If the content loads after a short delay (lazy loading, carousels, infinite scroll), add a wait time before extraction starts:
from scrapegraph_py import Client

client = Client(api_key="your-api-key")

response = client.smartscraper(
    website_url="https://example.com/products",
    user_prompt="Extract all product names and prices",
    wait_ms=2000,  # wait 2 seconds for JS to finish loading
)
import { smartScraper } from "scrapegraph-js";

const result = await smartScraper(
  "your-api-key",
  "https://example.com/products",
  "Extract all product names and prices",
  { wait_ms: 2000 }
);
See the wait_ms parameter documentation for more details.

Tips for specific scenarios

Infinite scroll / paginated lists

Infinite scroll pages only show a subset of items on initial load.

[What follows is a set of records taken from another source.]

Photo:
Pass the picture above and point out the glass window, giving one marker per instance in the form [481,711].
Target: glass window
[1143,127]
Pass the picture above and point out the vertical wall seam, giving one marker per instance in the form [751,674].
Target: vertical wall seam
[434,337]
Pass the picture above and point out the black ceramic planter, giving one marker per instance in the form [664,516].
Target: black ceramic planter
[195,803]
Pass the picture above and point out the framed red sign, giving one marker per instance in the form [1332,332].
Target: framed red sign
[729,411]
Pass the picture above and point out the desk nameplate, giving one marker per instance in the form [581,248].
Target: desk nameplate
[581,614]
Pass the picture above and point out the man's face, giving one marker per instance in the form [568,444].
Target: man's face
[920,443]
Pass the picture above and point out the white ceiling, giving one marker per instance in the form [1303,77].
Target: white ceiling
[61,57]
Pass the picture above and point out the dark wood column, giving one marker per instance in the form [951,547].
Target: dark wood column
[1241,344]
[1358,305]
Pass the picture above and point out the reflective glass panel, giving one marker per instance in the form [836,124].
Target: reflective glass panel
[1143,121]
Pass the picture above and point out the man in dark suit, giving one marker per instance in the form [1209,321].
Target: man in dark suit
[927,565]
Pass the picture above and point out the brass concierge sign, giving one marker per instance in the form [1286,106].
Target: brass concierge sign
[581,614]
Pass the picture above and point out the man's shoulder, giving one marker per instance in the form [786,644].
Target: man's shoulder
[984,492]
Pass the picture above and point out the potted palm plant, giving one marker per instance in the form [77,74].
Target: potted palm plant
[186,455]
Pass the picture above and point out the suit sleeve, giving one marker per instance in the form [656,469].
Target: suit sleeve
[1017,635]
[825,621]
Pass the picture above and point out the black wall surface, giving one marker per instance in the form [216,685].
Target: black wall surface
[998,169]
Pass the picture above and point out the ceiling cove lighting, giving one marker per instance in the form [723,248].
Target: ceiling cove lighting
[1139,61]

Use the pagination parameter to iterate through pages, or use SmartCrawler to follow paginated links automatically.

Login-gated content

If the data requires authentication:
  1. Pass the required cookies or session tokens via the headers parameter.
  2. Alternatively, export a logged-in session cookie from your browser and include it in the Cookie header.
response = client.smartscraper(
    website_url="https://example.com/dashboard",
    user_prompt="Extract my account balance",
    headers={"Cookie": "session=abc123; auth_token=xyz"},
)

Single Page Applications (SPAs)

SPAs render content client-side after the initial load. Increasing wait_ms usually resolves extraction issues. If not, check whether the data is available through the site’s own API (network tab in DevTools) — that may be easier to call directly.

Verifying the rendered HTML

To debug, use a tool like httpbin or your browser’s DevTools to verify what HTML is actually delivered before JavaScript runs vs. after.